REPUBLIKA.CO.ID, JAKARTA -- Staf Khusus Presiden bidang Hukum Dini Purwono mengingatkan, aksi 212 yang digelar di depan Istana Negara agar tak hanya sekadar menjadi aksi beramai-ramai untuk melakukan provokasi. Aksi 212 terkait masalah kasus mega korupsi ini harus disampaikan secara edukatif.
"Kalau memang mau demo apa yang menjadi keberatan, disampaikan ya secara edukatif juga. Bukan hanya sekadar ramai-ramai provokasi dan tawuran," ujar Dini kepada awak media di Gedung Sekretariat Kabinet, Jakarta, Jumat (21/2).
Kendati demikian, ia mempersilakan digelarnya aksi 212 di depan Istana Negara itu. Menurutnya, aksi demonstrasi merupakan hak berpendapat setiap waraga negara.
"Itu kan hak konstitusional WN kan katanya ingin bersuara, memberikan pendapat, pasal 28 dsb-nya. Bagus-bagus aja, selama demonya bersubstansi," tambahnya.

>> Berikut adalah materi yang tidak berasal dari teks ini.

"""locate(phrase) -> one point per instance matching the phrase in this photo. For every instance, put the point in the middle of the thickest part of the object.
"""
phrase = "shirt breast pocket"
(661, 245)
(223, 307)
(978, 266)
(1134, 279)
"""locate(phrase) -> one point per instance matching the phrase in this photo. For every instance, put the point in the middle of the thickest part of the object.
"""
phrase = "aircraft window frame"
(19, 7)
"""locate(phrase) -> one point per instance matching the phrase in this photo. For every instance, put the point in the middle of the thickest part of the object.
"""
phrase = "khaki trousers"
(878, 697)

Dia menyebutkan aksi demonstrasi yang digelar oleh masyarakat ini akan menjadi catatan bagi pemerintah. Dengan demikian, lanjutnya, pemerintah akan memberikan perhatian lebih terhadap isu yang tengah disoroti.

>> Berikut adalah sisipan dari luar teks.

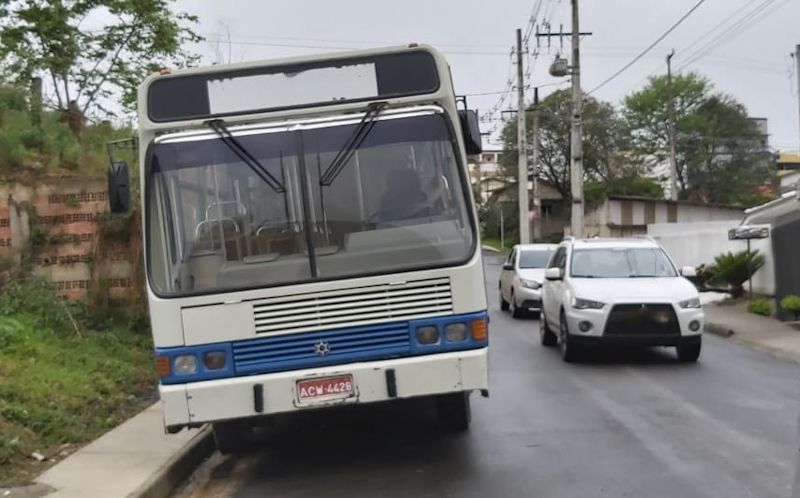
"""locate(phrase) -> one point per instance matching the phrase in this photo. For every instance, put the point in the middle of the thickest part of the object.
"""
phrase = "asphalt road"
(631, 424)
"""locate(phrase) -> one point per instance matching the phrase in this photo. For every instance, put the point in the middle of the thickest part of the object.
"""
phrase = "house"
(625, 216)
(788, 173)
(783, 218)
(485, 173)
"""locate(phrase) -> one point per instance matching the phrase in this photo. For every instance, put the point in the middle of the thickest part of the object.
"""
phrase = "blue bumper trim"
(323, 348)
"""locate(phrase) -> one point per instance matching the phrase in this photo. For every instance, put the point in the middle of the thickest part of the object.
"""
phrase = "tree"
(719, 153)
(735, 269)
(84, 68)
(602, 141)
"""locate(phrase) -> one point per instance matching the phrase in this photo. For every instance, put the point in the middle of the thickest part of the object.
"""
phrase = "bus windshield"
(216, 223)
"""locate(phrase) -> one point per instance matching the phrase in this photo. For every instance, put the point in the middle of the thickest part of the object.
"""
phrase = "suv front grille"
(642, 319)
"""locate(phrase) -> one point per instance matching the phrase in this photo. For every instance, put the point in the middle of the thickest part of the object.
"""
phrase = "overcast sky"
(742, 46)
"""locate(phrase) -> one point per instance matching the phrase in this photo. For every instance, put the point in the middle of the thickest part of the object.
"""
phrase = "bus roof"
(326, 83)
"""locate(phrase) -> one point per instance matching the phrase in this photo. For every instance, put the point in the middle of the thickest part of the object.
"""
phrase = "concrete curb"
(179, 468)
(716, 329)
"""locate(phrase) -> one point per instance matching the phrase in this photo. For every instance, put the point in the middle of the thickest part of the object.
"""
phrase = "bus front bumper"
(240, 397)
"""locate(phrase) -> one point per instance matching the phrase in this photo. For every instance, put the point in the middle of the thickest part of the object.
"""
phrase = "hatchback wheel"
(546, 336)
(516, 311)
(689, 352)
(567, 346)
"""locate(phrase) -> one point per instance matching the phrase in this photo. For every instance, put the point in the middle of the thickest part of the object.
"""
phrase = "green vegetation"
(791, 303)
(89, 67)
(50, 147)
(760, 306)
(61, 381)
(735, 269)
(719, 151)
(494, 243)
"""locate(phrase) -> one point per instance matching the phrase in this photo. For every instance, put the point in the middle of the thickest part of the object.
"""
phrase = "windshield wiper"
(363, 128)
(237, 148)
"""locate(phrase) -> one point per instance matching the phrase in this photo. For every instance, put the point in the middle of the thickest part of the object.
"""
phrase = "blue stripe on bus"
(300, 350)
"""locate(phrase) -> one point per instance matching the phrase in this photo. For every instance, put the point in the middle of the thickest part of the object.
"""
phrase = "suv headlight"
(586, 304)
(691, 303)
(530, 284)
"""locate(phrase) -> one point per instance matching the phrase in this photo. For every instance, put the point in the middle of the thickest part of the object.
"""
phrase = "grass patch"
(760, 306)
(60, 388)
(495, 244)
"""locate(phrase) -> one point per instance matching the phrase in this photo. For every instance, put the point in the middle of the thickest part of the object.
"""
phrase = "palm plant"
(737, 268)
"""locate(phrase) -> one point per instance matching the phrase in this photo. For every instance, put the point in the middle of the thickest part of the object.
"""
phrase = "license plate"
(325, 388)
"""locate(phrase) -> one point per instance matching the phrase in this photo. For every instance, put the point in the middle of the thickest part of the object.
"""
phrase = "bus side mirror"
(471, 131)
(119, 188)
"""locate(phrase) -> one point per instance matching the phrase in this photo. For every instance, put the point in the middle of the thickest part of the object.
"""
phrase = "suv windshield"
(534, 258)
(215, 223)
(621, 262)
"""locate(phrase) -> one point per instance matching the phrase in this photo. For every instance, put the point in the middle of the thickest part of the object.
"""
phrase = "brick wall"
(67, 210)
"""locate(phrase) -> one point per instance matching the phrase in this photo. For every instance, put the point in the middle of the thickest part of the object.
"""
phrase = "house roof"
(668, 201)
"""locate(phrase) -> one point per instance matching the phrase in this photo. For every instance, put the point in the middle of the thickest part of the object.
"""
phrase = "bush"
(791, 303)
(760, 306)
(735, 269)
(38, 298)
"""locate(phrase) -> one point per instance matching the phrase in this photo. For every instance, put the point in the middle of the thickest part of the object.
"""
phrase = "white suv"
(522, 276)
(619, 292)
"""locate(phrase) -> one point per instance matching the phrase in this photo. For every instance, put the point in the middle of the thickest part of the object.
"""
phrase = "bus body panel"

"Kalau mau demo nggak apa-apa, itu kan jadi catatan pemerintah bahwa oh ada ketidaksenangan nih, apa isunya. Kan bagus juga, harus menjadi pemerhati pemerintah," kata Dini.
Menurut Ketua Gerakan Nasional Pengawal Fatwa Ulama (GNPF), Yusuf Muhammad Martak, aksi 212 ini akan menyuarakan masalah kasus mega korupsi yang menyangkut masyarakat banyak, nasabah, dan orang yang ingin menikmati dana pensiun.